Арина снимала с печурки чугун с кипятком и, неся его к столу, укоризненно моргала Ксюше: можно ли такое мужику сказывать, что истомилась, ждала. Как учила? Пускай такие слова он сказывает, а ты помалкивай да улыбайся себе: пускай мужик распаляет себя, а ты увертывайся, не давайся сразу.
Ксюше не до намеков Арины. Подсев к Ванюшке, она, не стыдясь, крепко поцеловала его в солоноватые губы. И опять приступила:
– Пошто пришел напрямик? Не поверю, штоб по оплошке. Пошто молчишь? Пошто глаза прячешь? – и всплыли в памяти все Аринины наговоры: «Лукавит твой Ванька!» Продолжая держать руки на Ванюшкиных плечах, откинула голову, стараясь получше разглядеть его губы, глаза, растерянную усмешку.
Ваня, ты кого-то таишь от меня!
– Давно бы надо так приступить и ответ из него вытрясти,- вступила Арина. – Ты, князь хитрючий, скажи нам, поведай, как жисть твоя катится?

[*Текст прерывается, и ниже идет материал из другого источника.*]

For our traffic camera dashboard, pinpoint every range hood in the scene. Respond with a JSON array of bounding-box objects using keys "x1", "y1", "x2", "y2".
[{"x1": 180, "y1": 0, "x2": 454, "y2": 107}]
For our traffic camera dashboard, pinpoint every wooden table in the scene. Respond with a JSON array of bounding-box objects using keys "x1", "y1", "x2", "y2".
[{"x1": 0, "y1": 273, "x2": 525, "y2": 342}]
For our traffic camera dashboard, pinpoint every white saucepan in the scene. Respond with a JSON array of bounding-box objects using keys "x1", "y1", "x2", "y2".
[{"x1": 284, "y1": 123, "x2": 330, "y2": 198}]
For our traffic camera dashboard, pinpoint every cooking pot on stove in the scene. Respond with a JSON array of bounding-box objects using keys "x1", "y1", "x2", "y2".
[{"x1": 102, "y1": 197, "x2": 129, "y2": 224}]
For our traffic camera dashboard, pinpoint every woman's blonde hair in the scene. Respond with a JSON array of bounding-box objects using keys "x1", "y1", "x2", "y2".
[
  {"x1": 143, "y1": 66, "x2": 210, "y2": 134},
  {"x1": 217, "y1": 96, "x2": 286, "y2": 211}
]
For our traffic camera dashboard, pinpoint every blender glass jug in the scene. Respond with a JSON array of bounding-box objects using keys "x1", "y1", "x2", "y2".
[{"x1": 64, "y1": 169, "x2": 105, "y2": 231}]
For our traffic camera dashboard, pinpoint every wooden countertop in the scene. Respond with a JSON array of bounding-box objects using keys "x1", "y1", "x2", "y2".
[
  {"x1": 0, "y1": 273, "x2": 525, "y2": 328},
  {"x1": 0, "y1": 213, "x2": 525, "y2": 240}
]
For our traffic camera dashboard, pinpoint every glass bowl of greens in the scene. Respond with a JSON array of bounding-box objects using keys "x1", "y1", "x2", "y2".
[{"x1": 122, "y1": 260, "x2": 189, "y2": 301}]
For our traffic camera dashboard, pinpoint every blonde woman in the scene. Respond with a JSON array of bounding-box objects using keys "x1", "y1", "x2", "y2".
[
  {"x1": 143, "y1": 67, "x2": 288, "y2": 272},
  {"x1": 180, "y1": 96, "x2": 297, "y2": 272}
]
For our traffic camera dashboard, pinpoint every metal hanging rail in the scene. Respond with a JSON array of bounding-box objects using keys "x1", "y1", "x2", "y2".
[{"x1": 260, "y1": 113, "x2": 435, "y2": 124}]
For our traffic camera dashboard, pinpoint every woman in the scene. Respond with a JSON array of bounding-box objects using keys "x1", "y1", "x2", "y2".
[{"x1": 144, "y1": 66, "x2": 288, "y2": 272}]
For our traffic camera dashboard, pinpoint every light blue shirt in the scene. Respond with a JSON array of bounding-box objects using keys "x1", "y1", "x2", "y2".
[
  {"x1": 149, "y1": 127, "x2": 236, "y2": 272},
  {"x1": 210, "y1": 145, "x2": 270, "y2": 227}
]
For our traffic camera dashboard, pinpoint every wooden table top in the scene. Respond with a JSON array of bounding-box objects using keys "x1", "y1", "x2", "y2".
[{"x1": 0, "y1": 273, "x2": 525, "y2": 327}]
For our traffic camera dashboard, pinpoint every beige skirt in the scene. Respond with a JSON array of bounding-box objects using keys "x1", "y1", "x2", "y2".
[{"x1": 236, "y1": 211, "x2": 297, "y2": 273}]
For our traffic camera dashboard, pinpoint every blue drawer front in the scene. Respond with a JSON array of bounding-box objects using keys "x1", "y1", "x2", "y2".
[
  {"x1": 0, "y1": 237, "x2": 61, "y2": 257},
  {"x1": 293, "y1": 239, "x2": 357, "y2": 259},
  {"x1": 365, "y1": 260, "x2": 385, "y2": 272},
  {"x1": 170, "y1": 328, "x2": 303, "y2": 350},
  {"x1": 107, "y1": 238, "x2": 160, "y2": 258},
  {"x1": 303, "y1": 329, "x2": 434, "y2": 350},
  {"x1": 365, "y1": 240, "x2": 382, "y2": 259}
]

– Цыц ты, дуреха, – притопнул Ванюшка.
Но на этот раз Ксюша вступилась за крестную.
– Ты, Ванюшка, на меня цыкай, я тебе докучаю. Где Вавила? Где Вера? Где наши? Пошто ты сегодня пришел, не таясь?
Ванюшка заметно бледнел. Арина торжествовала. «Вот, мол, Ксюха, смотри на своего. Надо было давно ему не потворствовать, а спросить подобру-поздорову. Видала, как с лица слинял твой любезный-то, глаза мышами забегали. Крестна не дура, слушать крестну надо почаще».